I am a high end purse whore...LOVE THEM...after I bought my first Louis I was addicted. I just love purses.

I try not to buy trendy purses but I have always loved this gucci bag...





But this is the bag that I really really really want...I will get it...just have to convince myself that it is ok to spend this much on a bag other than a Hermes (which I haven't purchased either...don't think I am there yet)....heh eheh!


----------



## Gabriella20 (Sep 19, 2008)

First of all i think your super lucky lol and second heres a link a was looking ProjectRunway and in this show they use accessories from bluefly.com and i always loved the purses so i went on the site The purses are amazing! and you know the prices if you have 2000$ to spent are not that bad you could get a couple of Desingner Hand bags you should check out really Pretty Purses:

Designer Handbags and Accessories Featuring Gucci, Bottega Veneta, Fendi, Kooba, and Yves Saint Laurent at Bluefly


----------



## Andi (Sep 20, 2008)

Originally Posted by *Gabriella20* /img/forum/go_quote.gif First of all i think your super lucky lol and second heres a link a was looking ProjectRunway and in this show they use accessories from bluefly.com and i always loved the purses so i went on the site The purses are amazing! and you know the prices if you have 2000$ to spent are not that bad you could get a couple of Desingner Hand bags you should check out really Pretty Purses:
Designer Handbags and Accessories Featuring Gucci, Bottega Veneta, Fendi, Kooba, and Yves Saint Laurent at Bluefly thanks for the link!!!!


----------



## ivette (Sep 20, 2008)

i would go for the classic signature bag and try to get it for a price lower than 2,000.


----------



## kcam125 (Sep 21, 2008)

Originally Posted by *magneticheart* /img/forum/go_quote.gif Lmao!! That's my kinda bag!



ha!
Andi, I think if you're gunna spend that kinda money then what you buy has got to be a classic and something that won't go out of fashion quickly.

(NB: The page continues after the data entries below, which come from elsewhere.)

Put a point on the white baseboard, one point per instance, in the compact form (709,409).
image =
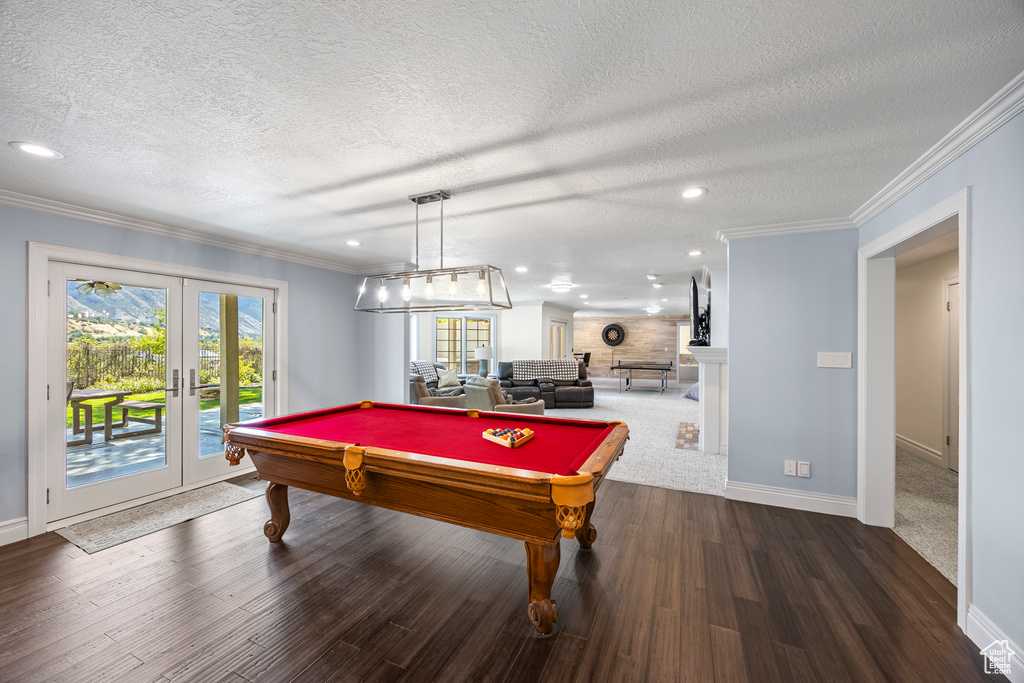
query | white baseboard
(983,633)
(787,498)
(92,514)
(13,529)
(922,451)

If it were me I'd go for something like this:

http://i274.photobucket.com/albums/j...281092/bag.jpg

this one's on my list! i was gonna ask my so's grandmother to find one for me in HK!


----------



## MissManda (Sep 26, 2008)

I would go for Gucci or Burberry....Some of Burberry's aligator bags are seeling for over twenty thousand dollars so...lucky you!


----------



## farris2 (Oct 2, 2008)

I would get a Chloe Paddington bag or a Fendi


----------



## brewgrl (Oct 2, 2008)

I am so in love with the Dior Cannage Shoulder Bag






and the Dior Plisse






or the Zac Posen Trillium Bow Tote






For $2000, it's all in the detail for me... I want it to look like there were many hands slaving away.


----------



## eightthirty (Oct 3, 2008)

Lucky Magazine had a HUGE section in the October 2008 edition about bags. I only bought it because the cover said "718 pieces that will change your life". I thought it was about clothes. They have almost 100 bags in the mag and on the website. I'm loving Michael Kors bags...always have. They have the "MK" logo. You might also try Betsey Johnson handbags. They fit the Guess/Juicy persona in my opinion. Best of luck!


----------